The gift from the Soviet Union rocked the building, but now, instead of murdering Israeli children or housewives, the warhead vaporized the group of fanatics cowering behind a two-foot-thick brick wall.
"Superior firepower," Lyons shouted as he reloaded and recocked the Russian weapon. "Taxi driver. Read what's on those boxes. Any of those SAM-7s?"
"No antiaircraft missiles," Mohammed told them. "Only infantry weapons."
"Rockets for everyone," Lyons ordered. "Get with it! We got to search this hellhole. Room by room."
In the crates, they found vests that served as load-bearing equipment for carrying rockets. The vests looked like bibs with long pockets in the front. The four men slipped into the vests, crammed rockets in the huge pockets. Gadgets and Mohammed took launchers. They went to the door.
Gadgets turned to Blancanales and Lyons. "What happens if we fire these point-blank?"
"Don't know…"
"Don't!" Mohammed told them. "A friend did in Lebanon."
"Move it," Lyons said. "Find those SAM-7s and we go home."
Stepping to the doorway, Mohammed stayed behind the shelter of the wall and fired diagonally across the hall. Backblast seared the apartment's wall. The blast itself sent chunks of brick bouncing through the hallway.
Gadgets went next, leaning into the hallway, firing at the back apartment. Heavy with weapons and rockets, they rushed into the swirling dust and smoke. Pausing only to check on the position of their partners, Gadgets and Mohammed fired rockets continually, reloading on the run.
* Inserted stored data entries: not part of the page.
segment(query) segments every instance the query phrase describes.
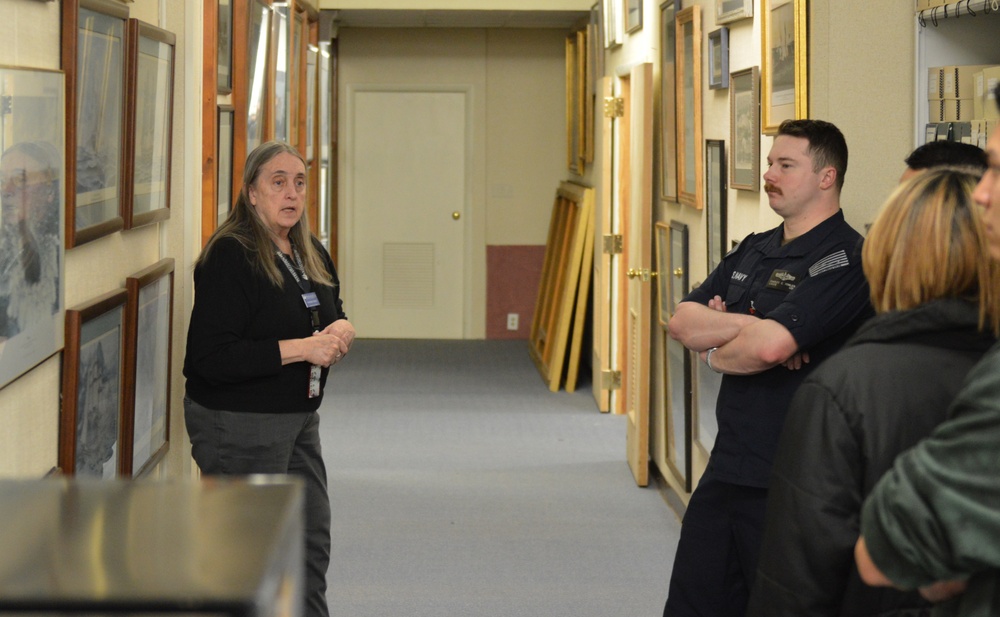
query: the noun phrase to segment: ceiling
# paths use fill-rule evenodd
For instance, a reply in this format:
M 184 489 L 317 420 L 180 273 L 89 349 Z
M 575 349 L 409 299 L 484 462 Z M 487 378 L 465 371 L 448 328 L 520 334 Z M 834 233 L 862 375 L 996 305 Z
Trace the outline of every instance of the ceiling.
M 340 28 L 565 28 L 587 22 L 587 11 L 469 11 L 340 9 Z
Vast holes appeared in apartment walls. Rushing through doorways, they looked for more of the Russian-marked crates. They found none. The other rooms held only personal possessions of the terrorist group. They saw walls covered with posters of Khomeini and Arafat and the red, white, green and black flag of the PLO.
Flames licked from burning furnishings. Through the smoke, Mohammed saw a movement in a doorway. He ran to the door, shoved the launcher out at arm's length and fired blind. The explosion in the apartment threw Blancanales back against the wall.